Tafenoquine succinate salt (tafenoquine succinate) was obtained from Sigma-Aldrich (>95% pure based on high-performance liquid chromatography). TQ was administered and dosed as the TQ succinate salt. Thus, the active TQ base delivered to mice at a dose of 20 mg/kg TQ succinate salt was 15.9 mg/kg. Stock solutions of TQ were prepared immediately prior to use and maintained at 4°C. The desired amount of TQ was resuspended with 0.5% w/v hydroxyethyl cellulose and 0.2% v/v Tween-80, as previously described [10–13].

In the initial experiments, a single dose of 20 mg/kg TQ was administered via oral gavage (18-gauge) on day 3 postinfection. A 200-μL volume was used in the first experiment. In subsequent experiments, however, 100 μL was used to decrease the possibility of adverse effects from the vehicle carrier.

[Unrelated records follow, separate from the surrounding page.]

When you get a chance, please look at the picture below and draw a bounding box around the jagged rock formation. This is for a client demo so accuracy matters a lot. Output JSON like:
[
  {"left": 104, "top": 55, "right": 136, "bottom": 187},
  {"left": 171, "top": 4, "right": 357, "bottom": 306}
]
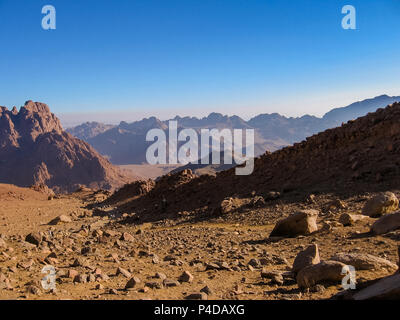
[
  {"left": 0, "top": 101, "right": 130, "bottom": 191},
  {"left": 65, "top": 122, "right": 115, "bottom": 141}
]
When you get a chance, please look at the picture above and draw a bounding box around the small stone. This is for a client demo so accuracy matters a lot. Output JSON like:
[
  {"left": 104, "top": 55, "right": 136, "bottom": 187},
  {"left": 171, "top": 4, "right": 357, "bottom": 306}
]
[
  {"left": 49, "top": 214, "right": 72, "bottom": 225},
  {"left": 362, "top": 192, "right": 399, "bottom": 218},
  {"left": 200, "top": 286, "right": 214, "bottom": 295},
  {"left": 125, "top": 277, "right": 141, "bottom": 289},
  {"left": 179, "top": 271, "right": 194, "bottom": 282},
  {"left": 115, "top": 267, "right": 132, "bottom": 278},
  {"left": 25, "top": 232, "right": 42, "bottom": 246},
  {"left": 292, "top": 244, "right": 320, "bottom": 273},
  {"left": 185, "top": 292, "right": 208, "bottom": 300},
  {"left": 120, "top": 232, "right": 135, "bottom": 242}
]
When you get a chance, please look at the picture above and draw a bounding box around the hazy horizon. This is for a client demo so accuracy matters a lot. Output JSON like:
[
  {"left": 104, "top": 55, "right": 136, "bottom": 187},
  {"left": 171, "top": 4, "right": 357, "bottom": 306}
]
[
  {"left": 0, "top": 0, "right": 400, "bottom": 126},
  {"left": 57, "top": 92, "right": 400, "bottom": 128}
]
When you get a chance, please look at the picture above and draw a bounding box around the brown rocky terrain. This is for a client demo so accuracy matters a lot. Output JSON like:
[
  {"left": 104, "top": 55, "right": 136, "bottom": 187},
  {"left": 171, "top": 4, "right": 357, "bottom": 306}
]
[
  {"left": 0, "top": 184, "right": 400, "bottom": 300},
  {"left": 0, "top": 104, "right": 400, "bottom": 300},
  {"left": 68, "top": 95, "right": 400, "bottom": 168},
  {"left": 0, "top": 101, "right": 133, "bottom": 192}
]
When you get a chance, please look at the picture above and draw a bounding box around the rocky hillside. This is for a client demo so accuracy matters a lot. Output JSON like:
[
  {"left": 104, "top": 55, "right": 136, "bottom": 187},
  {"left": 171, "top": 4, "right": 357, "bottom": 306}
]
[
  {"left": 65, "top": 122, "right": 115, "bottom": 140},
  {"left": 0, "top": 101, "right": 130, "bottom": 191},
  {"left": 69, "top": 95, "right": 400, "bottom": 165}
]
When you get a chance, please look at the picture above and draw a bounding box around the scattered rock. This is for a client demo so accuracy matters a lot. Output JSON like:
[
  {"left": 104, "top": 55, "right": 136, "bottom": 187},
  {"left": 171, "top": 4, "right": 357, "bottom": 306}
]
[
  {"left": 25, "top": 232, "right": 42, "bottom": 246},
  {"left": 292, "top": 244, "right": 321, "bottom": 273},
  {"left": 185, "top": 292, "right": 208, "bottom": 300},
  {"left": 362, "top": 192, "right": 399, "bottom": 218},
  {"left": 371, "top": 211, "right": 400, "bottom": 235},
  {"left": 352, "top": 274, "right": 400, "bottom": 300},
  {"left": 120, "top": 232, "right": 135, "bottom": 241},
  {"left": 49, "top": 214, "right": 72, "bottom": 225},
  {"left": 115, "top": 267, "right": 132, "bottom": 278},
  {"left": 270, "top": 209, "right": 319, "bottom": 237},
  {"left": 339, "top": 213, "right": 366, "bottom": 227},
  {"left": 296, "top": 261, "right": 345, "bottom": 288},
  {"left": 330, "top": 253, "right": 397, "bottom": 270},
  {"left": 179, "top": 271, "right": 194, "bottom": 282}
]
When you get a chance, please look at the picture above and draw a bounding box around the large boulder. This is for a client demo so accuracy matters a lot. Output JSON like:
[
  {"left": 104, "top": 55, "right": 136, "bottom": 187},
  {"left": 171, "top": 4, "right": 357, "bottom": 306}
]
[
  {"left": 296, "top": 261, "right": 346, "bottom": 288},
  {"left": 362, "top": 192, "right": 399, "bottom": 218},
  {"left": 371, "top": 211, "right": 400, "bottom": 235},
  {"left": 292, "top": 244, "right": 321, "bottom": 273},
  {"left": 352, "top": 274, "right": 400, "bottom": 300},
  {"left": 270, "top": 209, "right": 319, "bottom": 237},
  {"left": 330, "top": 253, "right": 397, "bottom": 271},
  {"left": 49, "top": 214, "right": 72, "bottom": 225}
]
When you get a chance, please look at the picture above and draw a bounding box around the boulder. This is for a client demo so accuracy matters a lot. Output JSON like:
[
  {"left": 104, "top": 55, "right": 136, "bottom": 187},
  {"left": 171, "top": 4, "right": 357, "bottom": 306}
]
[
  {"left": 292, "top": 244, "right": 321, "bottom": 273},
  {"left": 330, "top": 253, "right": 397, "bottom": 271},
  {"left": 362, "top": 192, "right": 399, "bottom": 218},
  {"left": 371, "top": 211, "right": 400, "bottom": 235},
  {"left": 270, "top": 209, "right": 319, "bottom": 237},
  {"left": 296, "top": 261, "right": 345, "bottom": 288}
]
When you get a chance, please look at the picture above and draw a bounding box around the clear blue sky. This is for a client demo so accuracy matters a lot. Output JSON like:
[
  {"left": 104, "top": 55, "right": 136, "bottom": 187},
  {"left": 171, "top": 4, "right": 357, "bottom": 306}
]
[{"left": 0, "top": 0, "right": 400, "bottom": 122}]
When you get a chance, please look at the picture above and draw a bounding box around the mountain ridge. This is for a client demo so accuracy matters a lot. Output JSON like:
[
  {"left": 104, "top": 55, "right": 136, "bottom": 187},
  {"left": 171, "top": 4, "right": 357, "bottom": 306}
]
[{"left": 67, "top": 95, "right": 400, "bottom": 165}]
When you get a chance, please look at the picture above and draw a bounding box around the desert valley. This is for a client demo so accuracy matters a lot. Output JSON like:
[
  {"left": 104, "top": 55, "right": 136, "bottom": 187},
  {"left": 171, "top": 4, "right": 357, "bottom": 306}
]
[{"left": 0, "top": 96, "right": 400, "bottom": 300}]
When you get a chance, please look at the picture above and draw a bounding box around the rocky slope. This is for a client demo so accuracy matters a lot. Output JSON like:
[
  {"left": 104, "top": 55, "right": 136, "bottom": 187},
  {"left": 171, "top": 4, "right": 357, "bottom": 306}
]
[
  {"left": 104, "top": 103, "right": 400, "bottom": 219},
  {"left": 0, "top": 101, "right": 130, "bottom": 191},
  {"left": 65, "top": 122, "right": 115, "bottom": 140},
  {"left": 69, "top": 95, "right": 400, "bottom": 166}
]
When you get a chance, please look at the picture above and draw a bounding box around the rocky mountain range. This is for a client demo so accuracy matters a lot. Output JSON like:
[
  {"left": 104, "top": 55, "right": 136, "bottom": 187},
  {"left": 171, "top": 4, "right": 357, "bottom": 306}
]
[
  {"left": 0, "top": 101, "right": 131, "bottom": 191},
  {"left": 67, "top": 95, "right": 400, "bottom": 165},
  {"left": 108, "top": 103, "right": 400, "bottom": 221}
]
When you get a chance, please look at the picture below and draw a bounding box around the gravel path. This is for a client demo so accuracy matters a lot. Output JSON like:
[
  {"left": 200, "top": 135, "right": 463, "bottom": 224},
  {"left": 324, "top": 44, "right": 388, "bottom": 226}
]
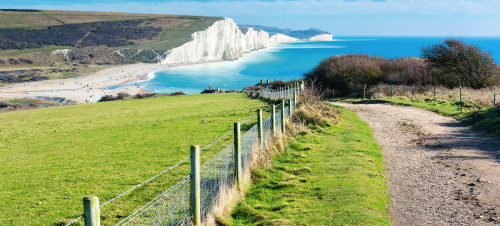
[{"left": 334, "top": 102, "right": 500, "bottom": 225}]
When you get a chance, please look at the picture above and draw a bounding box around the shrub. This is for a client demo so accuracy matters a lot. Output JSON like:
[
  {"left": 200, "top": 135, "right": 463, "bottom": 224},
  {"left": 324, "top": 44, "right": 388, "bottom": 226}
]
[
  {"left": 305, "top": 54, "right": 382, "bottom": 95},
  {"left": 116, "top": 92, "right": 130, "bottom": 100},
  {"left": 98, "top": 95, "right": 116, "bottom": 102},
  {"left": 422, "top": 39, "right": 498, "bottom": 89},
  {"left": 244, "top": 86, "right": 265, "bottom": 92}
]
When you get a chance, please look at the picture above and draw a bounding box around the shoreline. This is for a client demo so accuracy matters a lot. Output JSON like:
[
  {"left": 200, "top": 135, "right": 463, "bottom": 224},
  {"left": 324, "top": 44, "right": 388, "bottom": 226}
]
[
  {"left": 0, "top": 63, "right": 189, "bottom": 104},
  {"left": 0, "top": 43, "right": 290, "bottom": 104}
]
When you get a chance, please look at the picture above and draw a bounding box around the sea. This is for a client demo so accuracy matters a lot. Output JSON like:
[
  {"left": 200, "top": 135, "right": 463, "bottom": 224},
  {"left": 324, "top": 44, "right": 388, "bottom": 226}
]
[{"left": 112, "top": 37, "right": 500, "bottom": 94}]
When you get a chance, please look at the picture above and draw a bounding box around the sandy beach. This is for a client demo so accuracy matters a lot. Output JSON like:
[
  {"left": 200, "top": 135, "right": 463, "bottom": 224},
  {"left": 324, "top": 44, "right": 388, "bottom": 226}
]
[{"left": 0, "top": 64, "right": 173, "bottom": 104}]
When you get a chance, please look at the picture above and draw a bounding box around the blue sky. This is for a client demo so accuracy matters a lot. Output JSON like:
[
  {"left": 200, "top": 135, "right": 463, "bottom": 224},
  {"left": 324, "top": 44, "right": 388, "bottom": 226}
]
[{"left": 0, "top": 0, "right": 500, "bottom": 37}]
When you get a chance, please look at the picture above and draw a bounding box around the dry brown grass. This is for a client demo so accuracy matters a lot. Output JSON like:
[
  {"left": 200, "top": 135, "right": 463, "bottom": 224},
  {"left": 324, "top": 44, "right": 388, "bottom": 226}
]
[
  {"left": 367, "top": 84, "right": 500, "bottom": 108},
  {"left": 205, "top": 132, "right": 286, "bottom": 225},
  {"left": 292, "top": 87, "right": 340, "bottom": 126},
  {"left": 205, "top": 88, "right": 340, "bottom": 225},
  {"left": 0, "top": 10, "right": 180, "bottom": 28}
]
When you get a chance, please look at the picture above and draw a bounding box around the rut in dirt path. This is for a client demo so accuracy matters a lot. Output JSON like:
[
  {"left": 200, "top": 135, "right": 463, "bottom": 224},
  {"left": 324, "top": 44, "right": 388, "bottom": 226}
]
[{"left": 333, "top": 102, "right": 500, "bottom": 225}]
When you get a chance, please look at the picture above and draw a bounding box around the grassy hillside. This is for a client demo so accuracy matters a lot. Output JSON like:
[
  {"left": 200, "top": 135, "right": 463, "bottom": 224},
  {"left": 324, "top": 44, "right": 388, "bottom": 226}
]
[
  {"left": 0, "top": 9, "right": 169, "bottom": 28},
  {"left": 0, "top": 10, "right": 222, "bottom": 67},
  {"left": 228, "top": 105, "right": 390, "bottom": 225},
  {"left": 0, "top": 94, "right": 265, "bottom": 225}
]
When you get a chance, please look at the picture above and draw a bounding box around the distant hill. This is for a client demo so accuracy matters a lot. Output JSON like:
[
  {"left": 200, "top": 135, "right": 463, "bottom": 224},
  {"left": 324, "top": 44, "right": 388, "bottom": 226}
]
[
  {"left": 239, "top": 25, "right": 330, "bottom": 39},
  {"left": 0, "top": 9, "right": 223, "bottom": 67}
]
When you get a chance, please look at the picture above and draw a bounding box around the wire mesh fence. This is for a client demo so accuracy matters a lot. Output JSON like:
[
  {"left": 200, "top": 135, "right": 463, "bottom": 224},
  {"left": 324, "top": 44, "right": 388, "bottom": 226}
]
[
  {"left": 118, "top": 103, "right": 296, "bottom": 225},
  {"left": 200, "top": 144, "right": 235, "bottom": 221},
  {"left": 63, "top": 83, "right": 303, "bottom": 225},
  {"left": 118, "top": 176, "right": 191, "bottom": 225}
]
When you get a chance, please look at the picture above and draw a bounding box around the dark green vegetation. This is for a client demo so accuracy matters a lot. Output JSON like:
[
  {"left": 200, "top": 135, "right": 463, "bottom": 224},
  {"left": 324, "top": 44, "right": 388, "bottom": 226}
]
[
  {"left": 0, "top": 10, "right": 222, "bottom": 66},
  {"left": 228, "top": 105, "right": 390, "bottom": 225},
  {"left": 0, "top": 94, "right": 267, "bottom": 225},
  {"left": 306, "top": 39, "right": 500, "bottom": 96},
  {"left": 239, "top": 25, "right": 329, "bottom": 39},
  {"left": 422, "top": 39, "right": 498, "bottom": 89}
]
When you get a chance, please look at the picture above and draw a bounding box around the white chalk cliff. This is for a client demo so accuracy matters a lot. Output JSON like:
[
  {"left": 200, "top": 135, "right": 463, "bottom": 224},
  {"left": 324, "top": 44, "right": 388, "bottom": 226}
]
[
  {"left": 307, "top": 34, "right": 333, "bottom": 41},
  {"left": 162, "top": 18, "right": 332, "bottom": 64}
]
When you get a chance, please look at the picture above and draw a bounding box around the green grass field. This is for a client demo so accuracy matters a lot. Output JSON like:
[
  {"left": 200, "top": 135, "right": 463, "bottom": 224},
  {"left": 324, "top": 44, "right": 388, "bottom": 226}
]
[
  {"left": 227, "top": 105, "right": 390, "bottom": 225},
  {"left": 0, "top": 94, "right": 266, "bottom": 225}
]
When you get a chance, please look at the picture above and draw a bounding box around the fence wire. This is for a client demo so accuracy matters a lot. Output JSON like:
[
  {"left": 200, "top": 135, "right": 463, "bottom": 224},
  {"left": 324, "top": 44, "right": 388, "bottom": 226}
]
[
  {"left": 117, "top": 176, "right": 191, "bottom": 225},
  {"left": 112, "top": 85, "right": 297, "bottom": 225},
  {"left": 200, "top": 144, "right": 235, "bottom": 222}
]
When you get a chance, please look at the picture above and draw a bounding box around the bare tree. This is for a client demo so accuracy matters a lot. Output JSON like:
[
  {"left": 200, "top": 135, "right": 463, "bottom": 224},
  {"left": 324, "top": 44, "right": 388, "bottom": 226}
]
[{"left": 422, "top": 39, "right": 497, "bottom": 89}]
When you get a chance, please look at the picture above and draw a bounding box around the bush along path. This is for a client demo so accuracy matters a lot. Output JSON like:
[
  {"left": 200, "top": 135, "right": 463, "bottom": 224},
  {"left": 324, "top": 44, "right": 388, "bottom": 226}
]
[
  {"left": 227, "top": 105, "right": 390, "bottom": 225},
  {"left": 335, "top": 102, "right": 500, "bottom": 225}
]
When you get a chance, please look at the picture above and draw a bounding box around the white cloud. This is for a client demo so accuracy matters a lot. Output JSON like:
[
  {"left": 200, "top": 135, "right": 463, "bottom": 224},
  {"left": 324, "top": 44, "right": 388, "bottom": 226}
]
[{"left": 13, "top": 0, "right": 500, "bottom": 17}]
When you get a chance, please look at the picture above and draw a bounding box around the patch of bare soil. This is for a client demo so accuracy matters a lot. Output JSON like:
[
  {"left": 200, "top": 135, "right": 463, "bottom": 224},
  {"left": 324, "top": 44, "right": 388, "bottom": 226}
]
[{"left": 334, "top": 102, "right": 500, "bottom": 225}]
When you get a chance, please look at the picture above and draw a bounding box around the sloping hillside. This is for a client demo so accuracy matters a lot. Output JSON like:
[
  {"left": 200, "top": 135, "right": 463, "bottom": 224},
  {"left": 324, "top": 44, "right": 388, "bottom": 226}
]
[
  {"left": 0, "top": 10, "right": 222, "bottom": 67},
  {"left": 240, "top": 25, "right": 330, "bottom": 39}
]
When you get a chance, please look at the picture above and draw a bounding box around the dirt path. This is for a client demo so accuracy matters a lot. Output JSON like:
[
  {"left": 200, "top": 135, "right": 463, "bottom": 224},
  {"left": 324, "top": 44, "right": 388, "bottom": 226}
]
[{"left": 334, "top": 102, "right": 500, "bottom": 225}]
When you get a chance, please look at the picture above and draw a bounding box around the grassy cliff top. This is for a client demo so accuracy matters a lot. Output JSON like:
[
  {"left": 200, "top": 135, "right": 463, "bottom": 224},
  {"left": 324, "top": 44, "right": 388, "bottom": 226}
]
[
  {"left": 0, "top": 93, "right": 267, "bottom": 225},
  {"left": 0, "top": 9, "right": 188, "bottom": 28}
]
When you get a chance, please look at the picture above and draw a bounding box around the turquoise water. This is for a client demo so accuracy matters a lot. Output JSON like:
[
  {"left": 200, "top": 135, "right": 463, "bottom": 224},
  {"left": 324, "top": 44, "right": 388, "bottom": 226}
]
[{"left": 118, "top": 37, "right": 500, "bottom": 94}]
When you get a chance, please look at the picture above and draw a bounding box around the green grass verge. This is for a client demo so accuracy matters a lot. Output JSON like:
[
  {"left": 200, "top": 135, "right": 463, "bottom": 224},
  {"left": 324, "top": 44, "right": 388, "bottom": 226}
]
[
  {"left": 228, "top": 107, "right": 390, "bottom": 225},
  {"left": 0, "top": 94, "right": 266, "bottom": 225},
  {"left": 340, "top": 98, "right": 500, "bottom": 137}
]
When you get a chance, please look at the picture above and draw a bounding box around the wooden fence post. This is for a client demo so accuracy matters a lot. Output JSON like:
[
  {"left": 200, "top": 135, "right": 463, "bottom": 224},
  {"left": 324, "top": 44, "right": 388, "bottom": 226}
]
[
  {"left": 257, "top": 109, "right": 264, "bottom": 148},
  {"left": 391, "top": 82, "right": 393, "bottom": 98},
  {"left": 411, "top": 85, "right": 413, "bottom": 102},
  {"left": 293, "top": 92, "right": 297, "bottom": 107},
  {"left": 190, "top": 145, "right": 201, "bottom": 226},
  {"left": 377, "top": 84, "right": 380, "bottom": 99},
  {"left": 493, "top": 93, "right": 497, "bottom": 118},
  {"left": 83, "top": 196, "right": 101, "bottom": 226},
  {"left": 281, "top": 100, "right": 286, "bottom": 135},
  {"left": 363, "top": 83, "right": 366, "bottom": 100},
  {"left": 234, "top": 122, "right": 242, "bottom": 190},
  {"left": 271, "top": 104, "right": 276, "bottom": 135}
]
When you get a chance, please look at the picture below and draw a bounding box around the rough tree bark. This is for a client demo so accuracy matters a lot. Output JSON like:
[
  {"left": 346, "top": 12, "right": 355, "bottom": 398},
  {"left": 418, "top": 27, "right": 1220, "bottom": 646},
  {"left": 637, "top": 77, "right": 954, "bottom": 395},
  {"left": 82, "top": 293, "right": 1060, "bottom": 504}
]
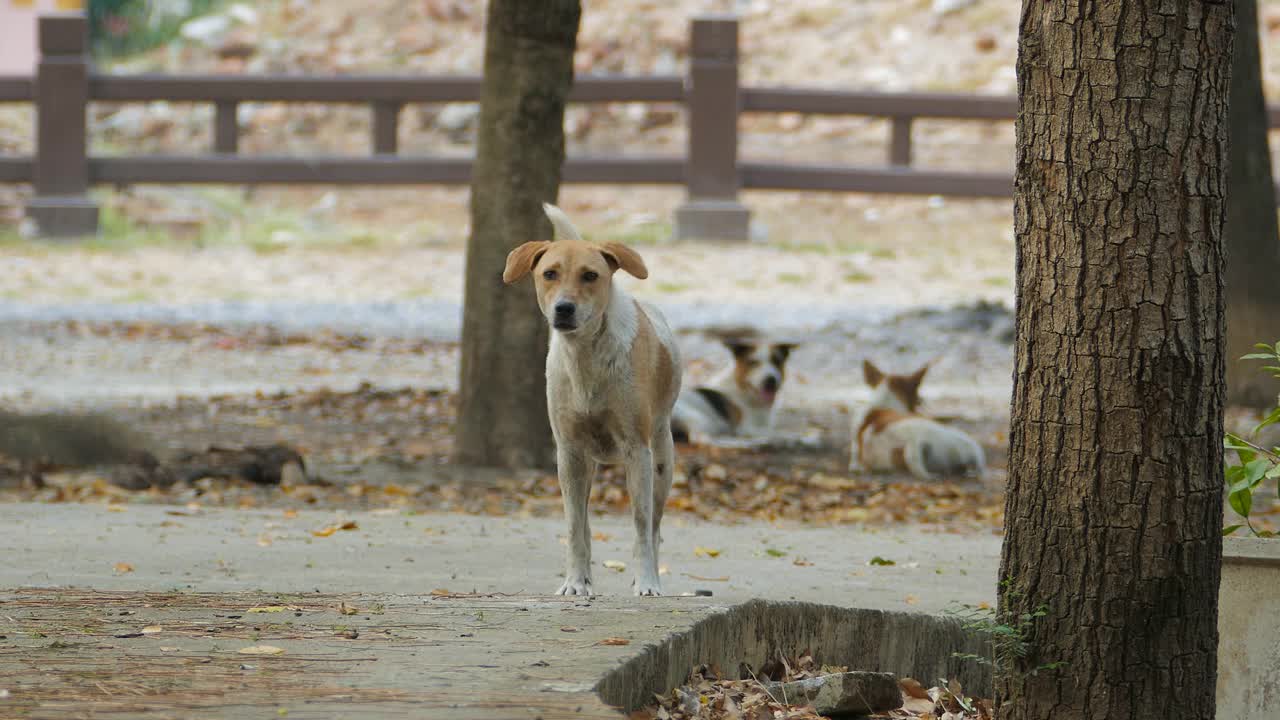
[
  {"left": 1226, "top": 0, "right": 1280, "bottom": 407},
  {"left": 1000, "top": 0, "right": 1233, "bottom": 720},
  {"left": 456, "top": 0, "right": 581, "bottom": 468}
]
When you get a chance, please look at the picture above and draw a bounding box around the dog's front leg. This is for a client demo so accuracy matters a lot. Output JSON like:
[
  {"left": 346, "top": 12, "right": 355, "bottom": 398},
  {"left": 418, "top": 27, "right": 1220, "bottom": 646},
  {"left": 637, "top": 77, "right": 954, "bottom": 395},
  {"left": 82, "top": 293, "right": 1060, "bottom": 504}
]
[
  {"left": 556, "top": 445, "right": 595, "bottom": 594},
  {"left": 627, "top": 447, "right": 662, "bottom": 596}
]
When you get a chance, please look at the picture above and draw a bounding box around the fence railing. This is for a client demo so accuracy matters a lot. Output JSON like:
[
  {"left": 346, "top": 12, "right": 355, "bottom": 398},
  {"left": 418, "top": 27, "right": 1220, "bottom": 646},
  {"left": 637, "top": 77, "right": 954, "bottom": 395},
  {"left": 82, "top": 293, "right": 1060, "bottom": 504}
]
[{"left": 0, "top": 14, "right": 1280, "bottom": 240}]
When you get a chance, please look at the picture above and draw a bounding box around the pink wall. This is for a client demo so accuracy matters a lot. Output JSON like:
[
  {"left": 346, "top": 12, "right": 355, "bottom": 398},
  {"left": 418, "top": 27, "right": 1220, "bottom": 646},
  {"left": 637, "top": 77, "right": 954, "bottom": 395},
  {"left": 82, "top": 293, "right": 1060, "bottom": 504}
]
[{"left": 0, "top": 0, "right": 84, "bottom": 76}]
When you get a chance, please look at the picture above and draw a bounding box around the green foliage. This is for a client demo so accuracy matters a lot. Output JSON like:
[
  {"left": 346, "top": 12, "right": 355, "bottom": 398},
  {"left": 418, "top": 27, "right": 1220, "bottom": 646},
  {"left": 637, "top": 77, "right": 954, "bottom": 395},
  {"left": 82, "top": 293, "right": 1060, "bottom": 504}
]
[
  {"left": 947, "top": 580, "right": 1066, "bottom": 707},
  {"left": 87, "top": 0, "right": 219, "bottom": 59},
  {"left": 1222, "top": 342, "right": 1280, "bottom": 538}
]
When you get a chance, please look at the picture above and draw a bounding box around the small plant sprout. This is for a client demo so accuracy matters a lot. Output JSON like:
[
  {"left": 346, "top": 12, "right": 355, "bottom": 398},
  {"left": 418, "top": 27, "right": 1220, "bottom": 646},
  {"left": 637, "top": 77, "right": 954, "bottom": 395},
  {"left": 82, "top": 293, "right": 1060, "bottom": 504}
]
[{"left": 1222, "top": 342, "right": 1280, "bottom": 538}]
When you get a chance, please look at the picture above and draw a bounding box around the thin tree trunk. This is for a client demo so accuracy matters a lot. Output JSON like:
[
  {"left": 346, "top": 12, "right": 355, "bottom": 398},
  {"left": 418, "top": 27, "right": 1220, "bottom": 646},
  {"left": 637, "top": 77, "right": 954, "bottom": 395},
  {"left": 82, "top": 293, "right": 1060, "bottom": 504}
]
[
  {"left": 456, "top": 0, "right": 581, "bottom": 468},
  {"left": 1226, "top": 0, "right": 1280, "bottom": 407},
  {"left": 1000, "top": 0, "right": 1233, "bottom": 720}
]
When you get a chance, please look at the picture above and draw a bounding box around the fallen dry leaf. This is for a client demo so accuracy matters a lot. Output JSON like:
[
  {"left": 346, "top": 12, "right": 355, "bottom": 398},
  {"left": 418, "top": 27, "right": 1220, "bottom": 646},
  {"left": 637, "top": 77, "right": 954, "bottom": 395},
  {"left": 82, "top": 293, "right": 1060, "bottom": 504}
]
[
  {"left": 237, "top": 644, "right": 284, "bottom": 655},
  {"left": 897, "top": 678, "right": 929, "bottom": 700},
  {"left": 311, "top": 520, "right": 360, "bottom": 538}
]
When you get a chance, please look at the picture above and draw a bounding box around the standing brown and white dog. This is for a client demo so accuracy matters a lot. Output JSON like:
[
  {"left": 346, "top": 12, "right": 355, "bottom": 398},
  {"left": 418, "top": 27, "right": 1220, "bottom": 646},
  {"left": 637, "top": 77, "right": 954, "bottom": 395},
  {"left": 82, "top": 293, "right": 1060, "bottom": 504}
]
[
  {"left": 671, "top": 333, "right": 796, "bottom": 442},
  {"left": 502, "top": 204, "right": 681, "bottom": 596},
  {"left": 849, "top": 360, "right": 986, "bottom": 480}
]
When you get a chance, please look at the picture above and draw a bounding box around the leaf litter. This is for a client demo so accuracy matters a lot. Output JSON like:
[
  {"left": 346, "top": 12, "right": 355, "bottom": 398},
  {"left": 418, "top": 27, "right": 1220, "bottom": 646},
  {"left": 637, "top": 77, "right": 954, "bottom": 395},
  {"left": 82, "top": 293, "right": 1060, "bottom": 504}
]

An oral dose of 20 mg/kg of TQ succinate salt (15.9 mg/kg free base) was chosen for this experiment based on previous murine studies that evaluated the safety and efficacy of oral TQ against Plasmodium species (5–25 mg/kg) [10–13]. In murine studies that evaluated the efficacy of TQ for Plasmodium infections and in which it was stated whether dosing was based on the TQ succinate salt vs free base, dosing was based on the free base [10–13]. In previous murine studies, oral delivery of 20 mg/kg TQ required approximately 5–11 hours to reach maximum blood levels of TQ [10–13].

RESULTS

To establish B. microti infection, SCID mice were infected intraperitoneally with approximately 1.1–1.5 × 108B. microti–infected RBCs. On day 3 postinfection, when parasitemia was typically >10%, a single oral dose of 20 mg/kg TQ was administered (experiment 1). By 24 hours after treatment, the mean level of parasitemia in mice treated with vehicle alone was 20% compared to <10% in mice treated with TQ. By 48 hours the mean level of parasitemia had fallen to 4.3% and by 72 hours the mean level of parasitemia had fallen to 0.82% in TQ-treated mice. By 4 days following treatment with TQ, parasites were undetectable and remained undetectable throughout this experiment (18 days) (Figure 1A). Treated mice never developed visible symptoms of disease or discomfort such as ruffled fur. In contrast, mice treated with vehicle alone developed high parasitemia levels that peaked at approximately 50%, and they exhibited ruffled fur. Also, 2 of the 5 mice treated with vehicle alone died; one on day 8 posttreatment and one on day 9 posttreatment. The mean percentage of parasitemia in TQ-treated vs nontreated mice was significantly different at all time points assessed after day 0 when treatment was initiated (P < .0001). Linear regression analysis indicated that the reduction in percentage parasitemia per day was significant in TQ-treated mice (P < .0001).

Figure 1.

Figure 1.

A, Percentage of parasitemia in mice treated with vehicle alone (control) or 20 mg/kg oral tafenoquine (TQ) on day 3 postinfection in experiment 1. Parasitemia percentages are shown as the mean and standard error (SE) for each group. The x-axis shows days after administration of a single TQ dose. TQ was administered on day 0; thus, day 1 after initiation of treatment is 24 hours. No parasites were detectable in blood smears by day 4 posttreatment. Two of the 5 mice treated with vehicle alone died; one on day 8 posttreatment and one on day 9 posttreatment. Thus, on day 10 and thereafter, the percentage of parasitemia values for the mice treated with vehicle alone are based on the 3 surviving mice. Below detection represents a scan of 1000 red blood cells per slide. The mean percentage of parasitemia in TQ-treated mice was statistically different from mice given vehicle alone at all of the time points evaluated (P < .0001; 2-way analysis of variance). B, Giemsa-stained blood smears from treated and untreated mice (vehicle alone) prior to treatment (day 0) and on days 1, 2, and 3 posttreatment. Blood smears from TQ-treated mice showed aberrant parasites characterized phenotypically by decreased chromatin staining. Imaging was performed with a Nikon ECLIPSE Ti-E Inverted Microscope System, ×100 Plan Apo oil objective (1.40). The inserts shown on day 2 posttreatment were magnified an additional 1.5 times using an Optivar for better visualization. Pictures were taken with a 16.25-megapixel monochrome DS-Qi2 digital camera capable of taking color pictures. C, Mean percentages and SE of parasites with the TQ-associated parasite phenotype prior to TQ treatment (day 0) and on days 1 and 2 post–TQ treatment are shown.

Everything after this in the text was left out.